Chińska zupa czyli uniwersytet

Ila
Drukuj
studenci_3Od tego semestru weszła w życie ustawa, która m.in. uniemożliwia bezpłatne studiowanie na dwóch kierunkach, obniża stypendia socjalne, zmienia możliwość ich otrzymywania, w tym też naukowych, przy czym dalej  nikt  nie wie  jakie to są dokładnie zmiany. Jedni uważają, że to dobrze, bo ile można dawać pieniędzy na studentów, z tych „naszych podatków”,. Inni twierdzą, że odcina się możliwość kształcenia dla tych, co naprawdę chcą w pełni wykorzystać własne możliwości.

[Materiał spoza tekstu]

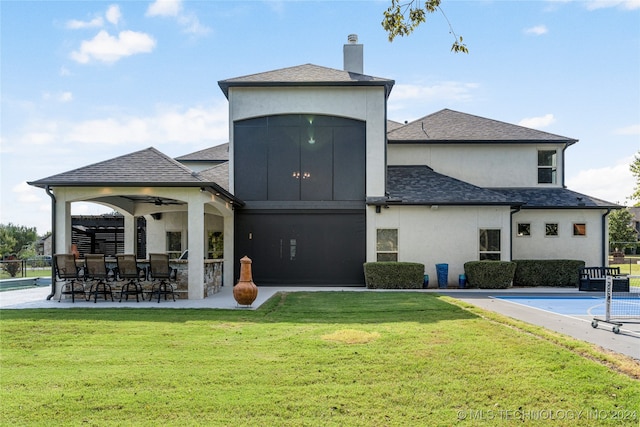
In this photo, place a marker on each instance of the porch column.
(63, 230)
(130, 234)
(196, 248)
(63, 227)
(229, 262)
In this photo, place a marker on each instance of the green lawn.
(306, 359)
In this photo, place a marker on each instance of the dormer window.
(547, 169)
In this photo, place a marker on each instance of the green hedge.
(547, 272)
(490, 274)
(393, 275)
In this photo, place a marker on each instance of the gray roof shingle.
(448, 126)
(218, 174)
(305, 75)
(219, 153)
(420, 185)
(147, 167)
(549, 198)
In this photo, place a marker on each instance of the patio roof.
(144, 168)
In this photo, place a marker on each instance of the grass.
(29, 272)
(305, 359)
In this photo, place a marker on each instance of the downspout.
(53, 241)
(513, 212)
(605, 249)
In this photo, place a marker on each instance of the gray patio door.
(307, 248)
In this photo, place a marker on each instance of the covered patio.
(182, 208)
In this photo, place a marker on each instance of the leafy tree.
(400, 19)
(13, 238)
(635, 170)
(621, 229)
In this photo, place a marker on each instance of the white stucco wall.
(484, 165)
(366, 103)
(423, 238)
(588, 248)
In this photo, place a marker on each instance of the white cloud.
(75, 24)
(445, 91)
(168, 127)
(173, 8)
(611, 183)
(191, 24)
(537, 122)
(537, 30)
(60, 97)
(113, 14)
(629, 130)
(165, 8)
(26, 193)
(622, 4)
(106, 48)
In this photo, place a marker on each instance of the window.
(216, 245)
(524, 230)
(547, 166)
(489, 245)
(387, 244)
(579, 229)
(174, 244)
(295, 157)
(551, 229)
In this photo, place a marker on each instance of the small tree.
(635, 170)
(15, 238)
(621, 230)
(403, 16)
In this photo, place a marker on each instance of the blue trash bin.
(442, 271)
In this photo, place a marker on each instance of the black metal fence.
(18, 268)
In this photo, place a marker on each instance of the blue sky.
(86, 81)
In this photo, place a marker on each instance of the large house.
(315, 181)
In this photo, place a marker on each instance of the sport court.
(624, 310)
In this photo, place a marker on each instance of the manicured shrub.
(12, 266)
(490, 274)
(547, 272)
(393, 275)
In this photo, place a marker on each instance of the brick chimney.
(353, 57)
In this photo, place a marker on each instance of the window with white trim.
(547, 169)
(579, 229)
(386, 244)
(490, 244)
(524, 229)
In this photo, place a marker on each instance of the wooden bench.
(594, 279)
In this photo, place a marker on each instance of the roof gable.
(420, 185)
(218, 174)
(219, 153)
(448, 126)
(147, 167)
(305, 75)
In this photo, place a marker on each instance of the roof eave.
(568, 142)
(226, 85)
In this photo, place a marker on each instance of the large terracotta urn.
(245, 291)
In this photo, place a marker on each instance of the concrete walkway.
(626, 342)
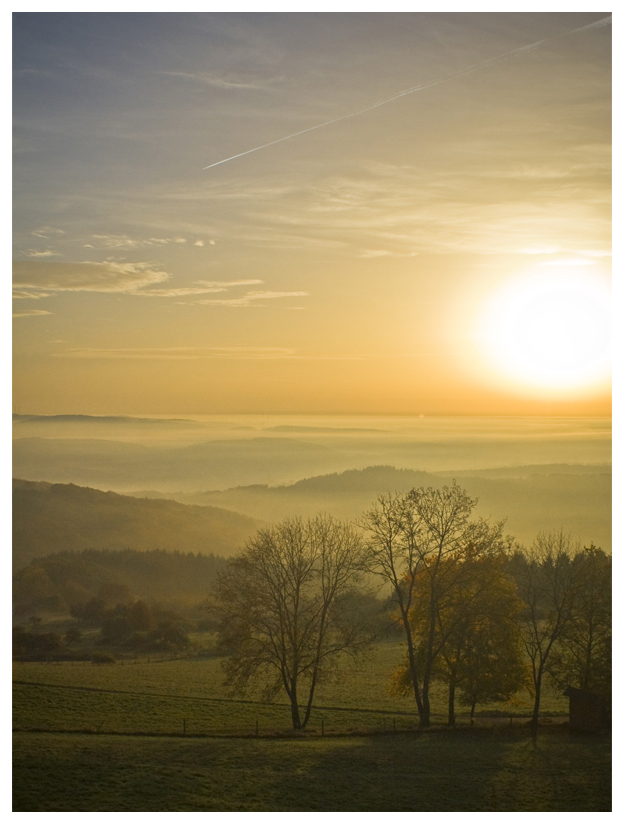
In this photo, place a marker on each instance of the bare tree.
(286, 608)
(549, 585)
(583, 655)
(414, 538)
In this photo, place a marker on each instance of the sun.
(549, 331)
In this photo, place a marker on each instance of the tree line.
(477, 611)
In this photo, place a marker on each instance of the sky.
(425, 230)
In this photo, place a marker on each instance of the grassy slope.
(488, 771)
(481, 769)
(168, 692)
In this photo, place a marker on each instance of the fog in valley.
(536, 473)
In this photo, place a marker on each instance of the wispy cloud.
(86, 276)
(19, 294)
(219, 82)
(47, 232)
(251, 299)
(246, 282)
(23, 313)
(126, 242)
(180, 353)
(46, 253)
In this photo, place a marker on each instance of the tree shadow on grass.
(486, 770)
(492, 770)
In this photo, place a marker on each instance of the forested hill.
(576, 498)
(53, 518)
(64, 580)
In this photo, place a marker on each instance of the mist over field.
(216, 452)
(537, 474)
(311, 437)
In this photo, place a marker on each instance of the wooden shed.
(587, 711)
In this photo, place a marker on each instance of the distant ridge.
(99, 419)
(52, 518)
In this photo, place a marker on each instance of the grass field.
(157, 696)
(61, 765)
(477, 770)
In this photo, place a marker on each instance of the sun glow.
(549, 331)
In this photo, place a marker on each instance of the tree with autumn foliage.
(476, 644)
(416, 544)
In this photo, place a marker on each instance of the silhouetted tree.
(583, 655)
(549, 585)
(476, 635)
(413, 539)
(285, 608)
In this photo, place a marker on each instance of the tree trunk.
(295, 715)
(451, 717)
(412, 664)
(295, 718)
(424, 715)
(537, 686)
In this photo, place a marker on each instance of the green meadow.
(492, 769)
(110, 738)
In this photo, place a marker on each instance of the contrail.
(598, 24)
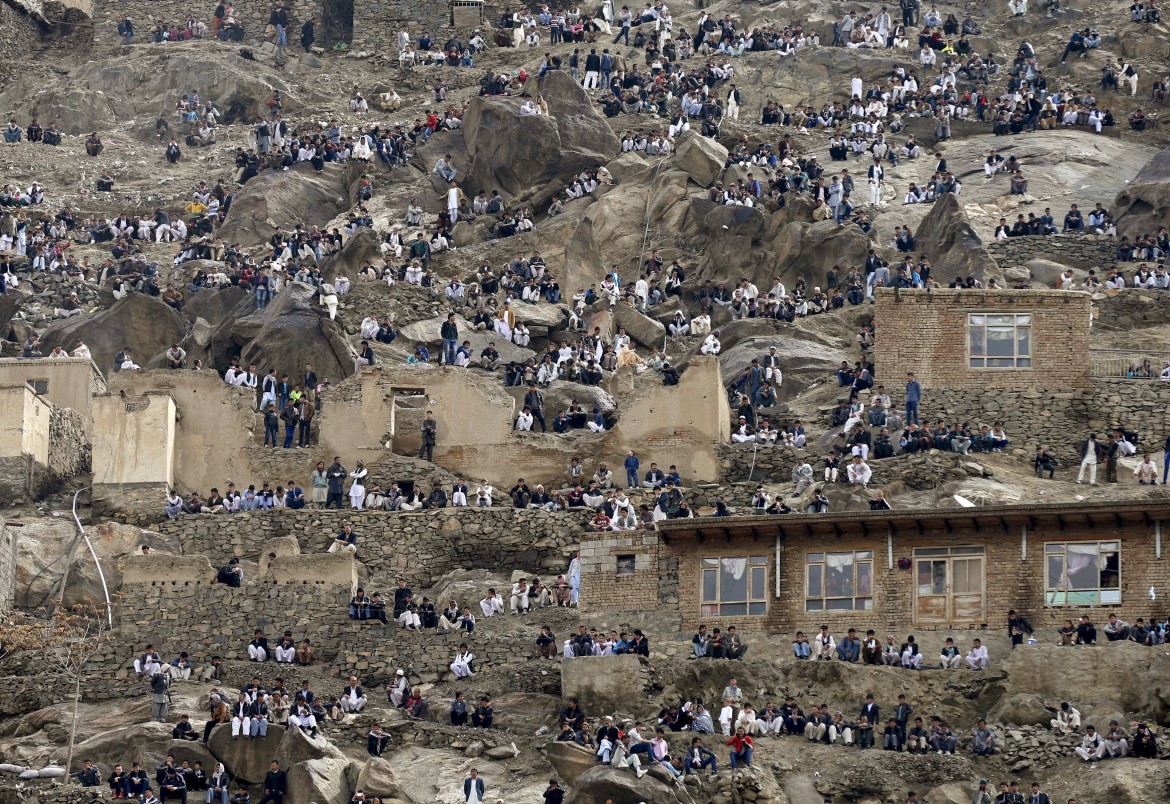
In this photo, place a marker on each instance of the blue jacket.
(913, 391)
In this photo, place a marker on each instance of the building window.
(999, 341)
(1082, 574)
(734, 586)
(839, 581)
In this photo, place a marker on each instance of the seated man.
(353, 698)
(977, 657)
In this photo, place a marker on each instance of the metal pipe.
(101, 575)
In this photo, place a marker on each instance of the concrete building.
(894, 571)
(47, 412)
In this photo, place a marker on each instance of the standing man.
(876, 173)
(336, 475)
(454, 198)
(1112, 453)
(632, 465)
(307, 40)
(281, 20)
(535, 403)
(449, 335)
(275, 784)
(473, 788)
(160, 696)
(305, 411)
(1091, 451)
(913, 397)
(624, 20)
(429, 431)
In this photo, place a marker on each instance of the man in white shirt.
(977, 657)
(353, 698)
(859, 472)
(518, 602)
(493, 604)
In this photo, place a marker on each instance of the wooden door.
(949, 586)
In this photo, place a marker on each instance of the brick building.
(984, 338)
(927, 570)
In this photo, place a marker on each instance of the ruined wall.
(366, 23)
(68, 382)
(177, 605)
(7, 567)
(419, 547)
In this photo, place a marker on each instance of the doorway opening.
(337, 21)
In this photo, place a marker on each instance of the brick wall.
(927, 332)
(638, 588)
(1013, 576)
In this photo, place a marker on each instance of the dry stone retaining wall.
(1079, 251)
(419, 545)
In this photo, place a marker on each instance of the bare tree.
(63, 640)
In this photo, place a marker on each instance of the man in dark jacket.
(275, 785)
(336, 474)
(307, 40)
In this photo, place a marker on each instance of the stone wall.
(1078, 251)
(7, 567)
(69, 445)
(208, 619)
(1058, 419)
(254, 15)
(374, 22)
(418, 545)
(1131, 308)
(18, 35)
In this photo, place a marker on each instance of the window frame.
(755, 600)
(858, 558)
(1062, 597)
(1017, 325)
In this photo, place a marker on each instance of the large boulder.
(283, 199)
(246, 758)
(290, 331)
(138, 82)
(318, 781)
(605, 687)
(811, 249)
(378, 778)
(947, 236)
(552, 316)
(642, 329)
(426, 331)
(1021, 709)
(142, 322)
(606, 783)
(360, 248)
(701, 158)
(213, 304)
(527, 153)
(1143, 206)
(148, 743)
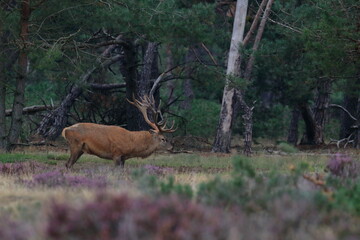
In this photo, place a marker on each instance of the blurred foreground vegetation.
(183, 196)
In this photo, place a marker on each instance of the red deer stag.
(117, 143)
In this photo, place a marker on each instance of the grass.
(29, 204)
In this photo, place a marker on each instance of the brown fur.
(111, 142)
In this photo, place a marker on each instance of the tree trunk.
(2, 107)
(54, 122)
(223, 135)
(293, 128)
(248, 126)
(321, 109)
(251, 61)
(188, 92)
(350, 104)
(170, 85)
(310, 125)
(357, 133)
(141, 86)
(18, 105)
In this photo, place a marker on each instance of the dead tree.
(53, 122)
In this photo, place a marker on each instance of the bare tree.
(223, 134)
(18, 105)
(233, 97)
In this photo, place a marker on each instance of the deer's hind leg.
(120, 161)
(76, 150)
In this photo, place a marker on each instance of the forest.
(260, 100)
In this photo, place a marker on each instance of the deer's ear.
(152, 131)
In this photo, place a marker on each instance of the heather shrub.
(12, 230)
(247, 188)
(157, 170)
(155, 184)
(343, 166)
(344, 182)
(60, 179)
(287, 148)
(21, 168)
(120, 217)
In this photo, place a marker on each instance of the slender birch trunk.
(223, 135)
(19, 99)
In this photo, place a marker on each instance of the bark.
(54, 122)
(321, 109)
(31, 110)
(170, 85)
(8, 58)
(188, 92)
(254, 24)
(129, 72)
(18, 105)
(2, 108)
(223, 135)
(357, 133)
(350, 104)
(141, 85)
(251, 61)
(293, 132)
(310, 125)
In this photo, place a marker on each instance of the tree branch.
(344, 109)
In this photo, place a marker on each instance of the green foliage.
(287, 148)
(272, 122)
(202, 118)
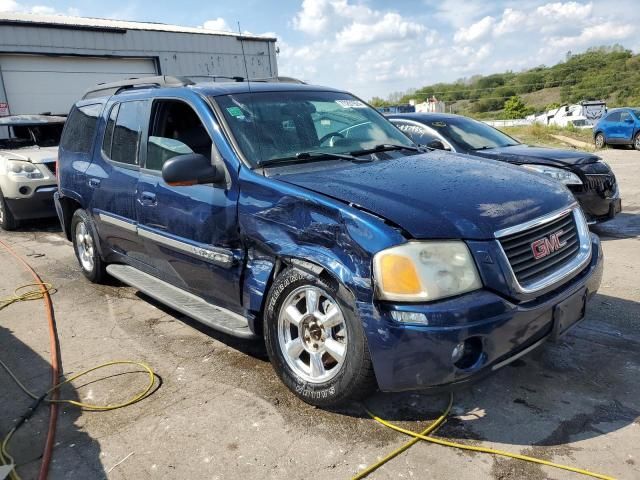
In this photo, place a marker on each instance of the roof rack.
(279, 80)
(216, 77)
(112, 88)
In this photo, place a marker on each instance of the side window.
(175, 129)
(127, 131)
(614, 117)
(107, 141)
(80, 128)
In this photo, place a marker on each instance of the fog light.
(409, 317)
(466, 354)
(457, 352)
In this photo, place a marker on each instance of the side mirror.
(191, 169)
(436, 145)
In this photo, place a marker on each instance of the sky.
(375, 48)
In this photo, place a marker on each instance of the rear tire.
(85, 245)
(7, 221)
(315, 340)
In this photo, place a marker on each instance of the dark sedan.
(589, 178)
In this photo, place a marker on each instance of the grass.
(537, 134)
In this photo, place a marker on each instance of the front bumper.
(409, 357)
(38, 205)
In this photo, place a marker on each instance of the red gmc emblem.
(547, 245)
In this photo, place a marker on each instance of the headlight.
(18, 168)
(425, 271)
(559, 174)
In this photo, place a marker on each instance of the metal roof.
(103, 24)
(30, 120)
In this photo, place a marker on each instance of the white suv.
(28, 159)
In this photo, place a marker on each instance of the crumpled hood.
(439, 194)
(525, 153)
(33, 155)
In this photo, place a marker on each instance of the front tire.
(315, 340)
(7, 221)
(85, 247)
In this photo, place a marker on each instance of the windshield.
(471, 134)
(279, 125)
(21, 136)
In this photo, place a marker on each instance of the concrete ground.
(221, 412)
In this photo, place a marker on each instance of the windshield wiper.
(303, 157)
(385, 147)
(485, 147)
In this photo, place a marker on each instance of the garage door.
(38, 83)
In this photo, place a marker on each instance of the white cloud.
(476, 31)
(375, 51)
(607, 32)
(218, 24)
(8, 6)
(390, 27)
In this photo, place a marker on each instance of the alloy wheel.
(85, 247)
(312, 334)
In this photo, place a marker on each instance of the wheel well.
(283, 263)
(69, 206)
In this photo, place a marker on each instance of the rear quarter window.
(80, 128)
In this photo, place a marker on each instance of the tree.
(514, 107)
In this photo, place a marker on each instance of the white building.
(584, 114)
(430, 105)
(48, 61)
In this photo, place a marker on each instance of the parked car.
(28, 154)
(620, 126)
(591, 180)
(358, 258)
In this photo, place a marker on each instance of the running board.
(183, 301)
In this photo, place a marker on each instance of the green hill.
(610, 73)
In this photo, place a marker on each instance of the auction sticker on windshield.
(351, 104)
(235, 111)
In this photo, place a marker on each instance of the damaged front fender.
(283, 224)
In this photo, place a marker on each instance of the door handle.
(148, 198)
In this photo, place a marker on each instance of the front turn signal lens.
(423, 271)
(399, 275)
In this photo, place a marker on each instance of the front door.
(190, 232)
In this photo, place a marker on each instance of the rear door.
(611, 127)
(190, 232)
(114, 175)
(627, 126)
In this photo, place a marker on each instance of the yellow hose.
(7, 459)
(35, 294)
(431, 428)
(446, 443)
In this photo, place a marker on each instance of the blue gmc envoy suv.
(299, 214)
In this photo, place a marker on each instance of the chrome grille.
(518, 247)
(601, 182)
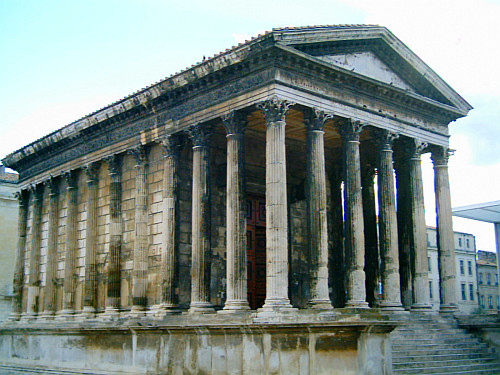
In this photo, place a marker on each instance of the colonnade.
(401, 225)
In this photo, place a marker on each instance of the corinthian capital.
(200, 134)
(315, 119)
(274, 109)
(234, 122)
(139, 154)
(384, 139)
(172, 145)
(351, 130)
(440, 155)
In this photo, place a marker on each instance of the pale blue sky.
(61, 60)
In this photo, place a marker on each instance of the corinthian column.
(387, 223)
(17, 296)
(276, 206)
(34, 276)
(51, 267)
(317, 224)
(236, 224)
(171, 149)
(353, 212)
(446, 240)
(405, 238)
(90, 292)
(115, 238)
(70, 275)
(201, 248)
(139, 273)
(419, 263)
(372, 267)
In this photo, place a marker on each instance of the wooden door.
(256, 251)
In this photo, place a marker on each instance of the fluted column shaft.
(201, 244)
(372, 264)
(405, 238)
(388, 231)
(34, 276)
(276, 206)
(70, 275)
(337, 264)
(419, 262)
(115, 236)
(51, 267)
(317, 223)
(446, 240)
(90, 291)
(139, 273)
(17, 297)
(171, 146)
(236, 225)
(353, 212)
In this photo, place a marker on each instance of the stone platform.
(301, 342)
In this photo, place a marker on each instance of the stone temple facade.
(231, 208)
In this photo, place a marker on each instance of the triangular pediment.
(373, 52)
(369, 65)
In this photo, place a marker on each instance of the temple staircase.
(429, 344)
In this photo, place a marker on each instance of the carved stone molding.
(234, 122)
(351, 130)
(384, 139)
(315, 119)
(200, 134)
(440, 155)
(172, 145)
(274, 109)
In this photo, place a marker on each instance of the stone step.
(487, 368)
(442, 363)
(443, 357)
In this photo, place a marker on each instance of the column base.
(137, 311)
(320, 304)
(201, 308)
(391, 306)
(357, 305)
(162, 310)
(87, 313)
(46, 315)
(110, 313)
(235, 306)
(67, 314)
(448, 309)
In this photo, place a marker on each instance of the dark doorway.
(256, 251)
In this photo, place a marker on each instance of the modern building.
(199, 223)
(465, 256)
(8, 238)
(487, 279)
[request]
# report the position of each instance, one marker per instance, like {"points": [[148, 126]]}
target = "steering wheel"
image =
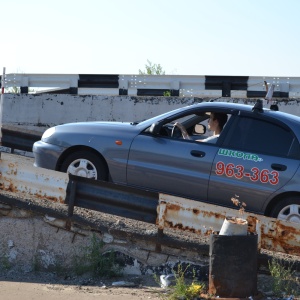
{"points": [[184, 133]]}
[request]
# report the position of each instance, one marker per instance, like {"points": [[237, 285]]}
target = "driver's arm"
{"points": [[185, 135]]}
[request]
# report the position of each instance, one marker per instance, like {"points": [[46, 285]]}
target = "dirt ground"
{"points": [[47, 287]]}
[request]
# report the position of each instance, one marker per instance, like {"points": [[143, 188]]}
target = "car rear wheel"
{"points": [[85, 164], [288, 210]]}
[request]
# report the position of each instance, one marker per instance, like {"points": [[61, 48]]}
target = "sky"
{"points": [[186, 37]]}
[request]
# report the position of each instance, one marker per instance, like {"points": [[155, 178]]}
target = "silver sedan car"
{"points": [[256, 156]]}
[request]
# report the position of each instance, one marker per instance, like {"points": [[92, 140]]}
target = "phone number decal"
{"points": [[255, 174]]}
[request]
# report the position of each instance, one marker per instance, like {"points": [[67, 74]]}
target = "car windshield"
{"points": [[148, 122]]}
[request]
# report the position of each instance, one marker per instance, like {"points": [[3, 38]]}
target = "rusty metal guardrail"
{"points": [[111, 198], [204, 219], [163, 210]]}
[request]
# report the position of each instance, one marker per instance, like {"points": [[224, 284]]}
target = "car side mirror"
{"points": [[199, 129], [155, 128]]}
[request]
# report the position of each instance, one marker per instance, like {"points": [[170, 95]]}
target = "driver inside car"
{"points": [[216, 123]]}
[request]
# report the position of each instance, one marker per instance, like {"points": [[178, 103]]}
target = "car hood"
{"points": [[83, 133]]}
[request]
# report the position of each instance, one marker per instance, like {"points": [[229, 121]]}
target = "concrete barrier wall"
{"points": [[38, 112]]}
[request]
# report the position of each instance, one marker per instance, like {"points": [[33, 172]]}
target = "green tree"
{"points": [[152, 69]]}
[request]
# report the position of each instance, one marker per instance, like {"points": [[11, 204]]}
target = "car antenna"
{"points": [[269, 96], [258, 107]]}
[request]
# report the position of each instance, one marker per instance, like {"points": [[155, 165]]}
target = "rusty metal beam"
{"points": [[205, 219]]}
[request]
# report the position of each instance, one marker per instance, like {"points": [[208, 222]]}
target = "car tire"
{"points": [[287, 209], [85, 164]]}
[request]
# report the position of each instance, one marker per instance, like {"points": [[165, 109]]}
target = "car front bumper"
{"points": [[46, 155]]}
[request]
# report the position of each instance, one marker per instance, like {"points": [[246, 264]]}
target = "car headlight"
{"points": [[48, 133]]}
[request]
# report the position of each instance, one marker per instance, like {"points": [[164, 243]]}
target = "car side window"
{"points": [[255, 135]]}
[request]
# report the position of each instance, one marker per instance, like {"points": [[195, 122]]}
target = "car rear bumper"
{"points": [[46, 155]]}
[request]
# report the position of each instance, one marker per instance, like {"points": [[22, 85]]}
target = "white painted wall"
{"points": [[37, 112]]}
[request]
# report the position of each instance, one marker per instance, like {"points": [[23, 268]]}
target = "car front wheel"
{"points": [[288, 210], [85, 164]]}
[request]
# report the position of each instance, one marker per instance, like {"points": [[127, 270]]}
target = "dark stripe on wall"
{"points": [[262, 94], [98, 81], [123, 92], [156, 92], [226, 84]]}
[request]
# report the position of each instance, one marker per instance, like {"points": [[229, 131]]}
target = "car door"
{"points": [[172, 166], [255, 160]]}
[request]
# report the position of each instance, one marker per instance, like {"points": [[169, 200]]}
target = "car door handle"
{"points": [[198, 153], [278, 167]]}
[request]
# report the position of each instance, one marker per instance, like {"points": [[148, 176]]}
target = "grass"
{"points": [[91, 259], [284, 281], [181, 288]]}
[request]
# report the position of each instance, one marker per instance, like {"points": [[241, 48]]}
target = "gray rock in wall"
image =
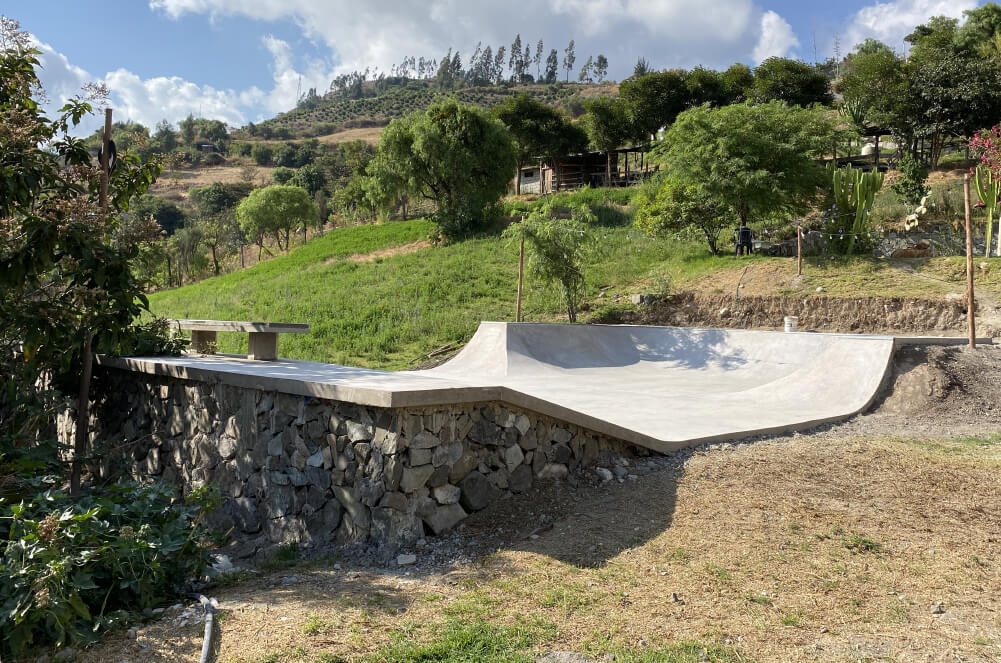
{"points": [[477, 492]]}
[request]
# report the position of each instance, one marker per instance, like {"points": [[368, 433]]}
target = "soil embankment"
{"points": [[817, 313]]}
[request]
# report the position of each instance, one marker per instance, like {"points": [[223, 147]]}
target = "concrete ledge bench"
{"points": [[263, 345]]}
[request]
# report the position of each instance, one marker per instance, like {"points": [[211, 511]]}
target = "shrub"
{"points": [[911, 186], [72, 567]]}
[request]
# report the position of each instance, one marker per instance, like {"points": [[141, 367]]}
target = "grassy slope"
{"points": [[391, 310]]}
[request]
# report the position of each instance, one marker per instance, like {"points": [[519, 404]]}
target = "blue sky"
{"points": [[244, 60]]}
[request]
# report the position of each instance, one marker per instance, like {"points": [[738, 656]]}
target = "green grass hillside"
{"points": [[389, 310]]}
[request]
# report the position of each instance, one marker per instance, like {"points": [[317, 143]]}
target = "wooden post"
{"points": [[521, 274], [82, 435], [970, 299], [799, 250]]}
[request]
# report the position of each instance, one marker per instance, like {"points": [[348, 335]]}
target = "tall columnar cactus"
{"points": [[854, 192], [988, 190]]}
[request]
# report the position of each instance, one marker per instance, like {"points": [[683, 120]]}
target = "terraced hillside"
{"points": [[335, 114]]}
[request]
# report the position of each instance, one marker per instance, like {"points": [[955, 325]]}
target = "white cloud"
{"points": [[170, 97], [890, 22], [382, 32], [777, 38]]}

Myślę, że duża część ludzi ma mniej więcej podobne zdanie o społeczności studenckiej:  dzieciarnia, która poza imprezami i piwem jest oderwana od otaczającego ją świata. Czy naprawdę możemy aż tak ten problem spłycać i generalizować? Sama jestem studentką, no i niestety muszę przyznać, że część faktycznie tak spędza czas. Oderwaniu od władzy rodzicielskiej, towarzyszy poczucie samodzielności (często bardzo iluzoryczne). Wydaje nam się, że możemy robić co chcemy. Czujemy wolność i radość. Pierwszą reakcją jest zabawa i beztroska. Niestety taki stan może trwać przez całe studia.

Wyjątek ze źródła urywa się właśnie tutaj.